4 The transformer

The transformer (Vaswani et al. 2017) is the single architecture behind nearly every frontier model in language, vision, audio, and code as of 2026. It is worth understanding not by reading the diagram in the original paper, but by thinking of it as a particular kind of dynamical system on a sequence of vectors.

4.1 The residual stream picture

A transformer processes a sequence of T tokens. Each token starts as an embedding vector in \mathbb{R}^d where d is the model dimension (commonly 768 to 16384). Stack them and you have an array X \in \mathbb{R}^{T \times d}.

The model is a stack of L identical blocks. Each block does: X \leftarrow X + \mathrm{Attn}(X), \qquad X \leftarrow X + \mathrm{MLP}(X).

That is: every block adds something to the running state X. The cumulative state X is called the residual stream. Each token’s residual stream is a d-dimensional vector that gets refined as it passes through layers — attention writes information from other tokens into it, the MLP processes information already there.

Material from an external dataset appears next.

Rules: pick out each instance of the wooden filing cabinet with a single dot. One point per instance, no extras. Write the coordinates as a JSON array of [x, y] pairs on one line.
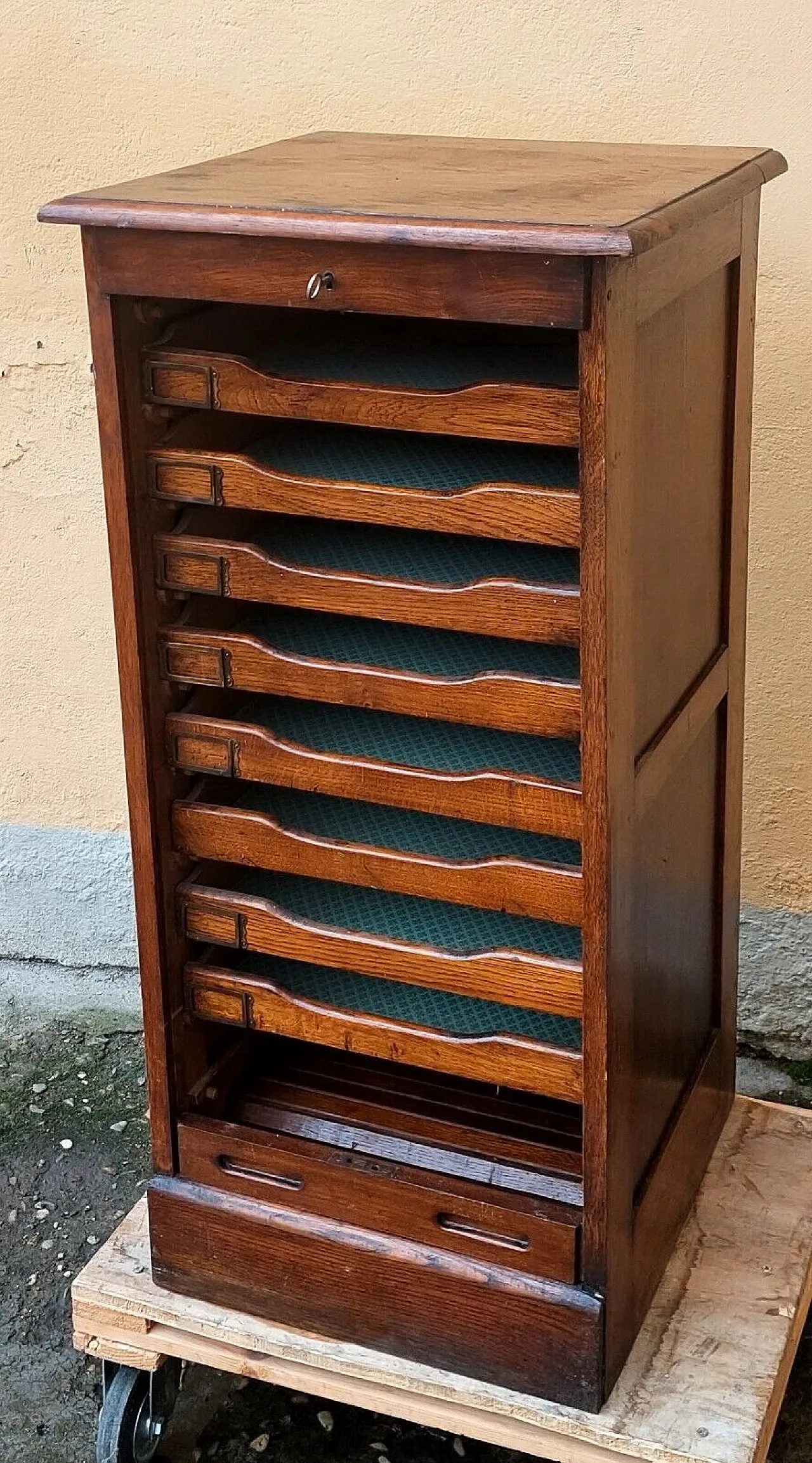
[[426, 476]]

The crucial observation is that the residual stream is a linear channel: every component reads its input via a linear projection of the stream and writes its output by addition. This is why mechanistic interpretability talks about “writing to the residual stream” — different components can effectively communicate by writing to and reading from agreed-upon subspaces.

4.2 Attention in one equation

Attention takes the T \times d array X, projects it three ways into queries, keys, and values: Q = X W_Q, \qquad K = X W_K, \qquad V = X W_V, each of shape T \times d_{\text{head}}. Then for each pair of token positions (i, j) it computes an attention weight A_{ij} = \mathrm{softmax}_j\!\left(\frac{Q_i \cdot K_j}{\sqrt{d_{\text{head}}}}\right), and outputs a weighted sum of values: \mathrm{Attn}(X)_i = \sum_j A_{ij}\, V_j.

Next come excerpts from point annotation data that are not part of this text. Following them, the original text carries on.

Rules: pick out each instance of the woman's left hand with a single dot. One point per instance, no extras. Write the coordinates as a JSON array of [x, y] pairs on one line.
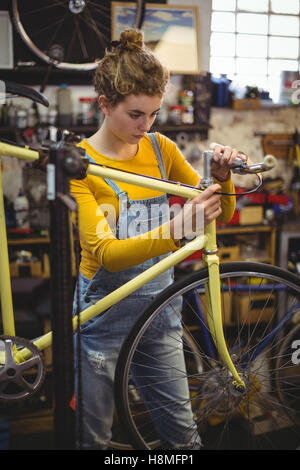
[[223, 158]]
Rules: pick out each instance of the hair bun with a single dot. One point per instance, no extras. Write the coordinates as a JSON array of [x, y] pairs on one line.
[[131, 40]]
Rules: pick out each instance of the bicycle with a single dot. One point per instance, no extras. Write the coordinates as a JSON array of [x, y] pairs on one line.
[[226, 377], [70, 35]]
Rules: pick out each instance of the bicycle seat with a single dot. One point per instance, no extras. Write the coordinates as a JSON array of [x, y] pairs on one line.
[[12, 88]]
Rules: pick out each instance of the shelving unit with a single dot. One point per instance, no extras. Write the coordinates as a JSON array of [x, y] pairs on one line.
[[267, 232]]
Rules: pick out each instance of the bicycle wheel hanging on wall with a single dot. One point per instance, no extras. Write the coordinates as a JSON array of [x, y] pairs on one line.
[[71, 35]]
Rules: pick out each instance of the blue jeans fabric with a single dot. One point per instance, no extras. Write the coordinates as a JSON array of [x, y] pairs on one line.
[[101, 340]]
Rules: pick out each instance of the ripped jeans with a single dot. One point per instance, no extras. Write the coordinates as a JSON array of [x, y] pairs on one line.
[[101, 340]]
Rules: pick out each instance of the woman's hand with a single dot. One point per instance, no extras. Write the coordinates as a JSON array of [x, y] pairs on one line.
[[196, 213], [223, 157]]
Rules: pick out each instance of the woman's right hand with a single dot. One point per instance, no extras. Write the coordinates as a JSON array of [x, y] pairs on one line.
[[196, 213]]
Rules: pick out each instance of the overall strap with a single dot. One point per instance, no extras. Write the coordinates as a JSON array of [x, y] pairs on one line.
[[158, 154], [111, 183]]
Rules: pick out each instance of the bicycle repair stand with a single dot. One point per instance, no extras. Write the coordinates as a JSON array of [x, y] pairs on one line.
[[64, 163]]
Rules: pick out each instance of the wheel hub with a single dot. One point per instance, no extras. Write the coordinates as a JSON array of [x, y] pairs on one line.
[[76, 6]]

In words: token i asks a question (its query), every token answers (its key), and token i takes a weighted average of the values, weighted by how well each key matched its query.

Multi-head attention runs this h times in parallel with different W_Q, W_K, W_V matrices, each producing an output, and concatenates them. The intuition is that different heads can specialize in different relationships between tokens.

4.3 Why this works

There is no fully satisfying theory of why attention is the right inductive bias. The two facts that probably matter:

Content-based routing. Unlike convolutions or RNNs, attention lets a token decide which other tokens are relevant on the basis of their content, not their position. This makes long-range dependencies cheap.
No recurrence, no convolution. The entire forward pass parallelizes across the sequence dimension on a GPU, which makes attention \sim 10\times more efficient to train than an RNN of comparable accuracy.

4.4 The MLP block

Sandwiched between attention layers is a position-wise feedforward network — typically a two-layer MLP with an inner dimension of 4d: \mathrm{MLP}(x) = W_2\, \sigma(W_1 x).

This is where most of the parameters live (in a standard transformer, the MLPs are roughly 2/3 of the parameter count). Mechanistic interpretability work suggests the MLPs are doing most of the “knowledge storage” — the attention is the routing, the MLP is the memory.

4.5 Causal masking and the loss

For language modeling we want each position i to predict token i+1 using only tokens \le i. This is enforced by masking the attention weights A_{ij} to zero for j > i. The loss is then cross-entropy at every position, averaged over the sequence: \mathcal{L} = -\frac{1}{T} \sum_{i=1}^T \log p_\theta(x_{i+1} \mid x_{\le i}).

A single forward pass produces T supervised gradient signals. This is one reason next-token prediction scales so well: every token in your dataset is a training example.

4.6 What we haven’t covered

Position encodings (RoPE), normalization placement (pre-norm), modern attention variants (grouped-query, sliding window, sparse, linear), inference-time efficiencies (KV cache — see Section 11.1), and mixture-of-experts MLPs are all important refinements. The core picture — residual stream, attention, MLP — is what you need to follow the rest of the book.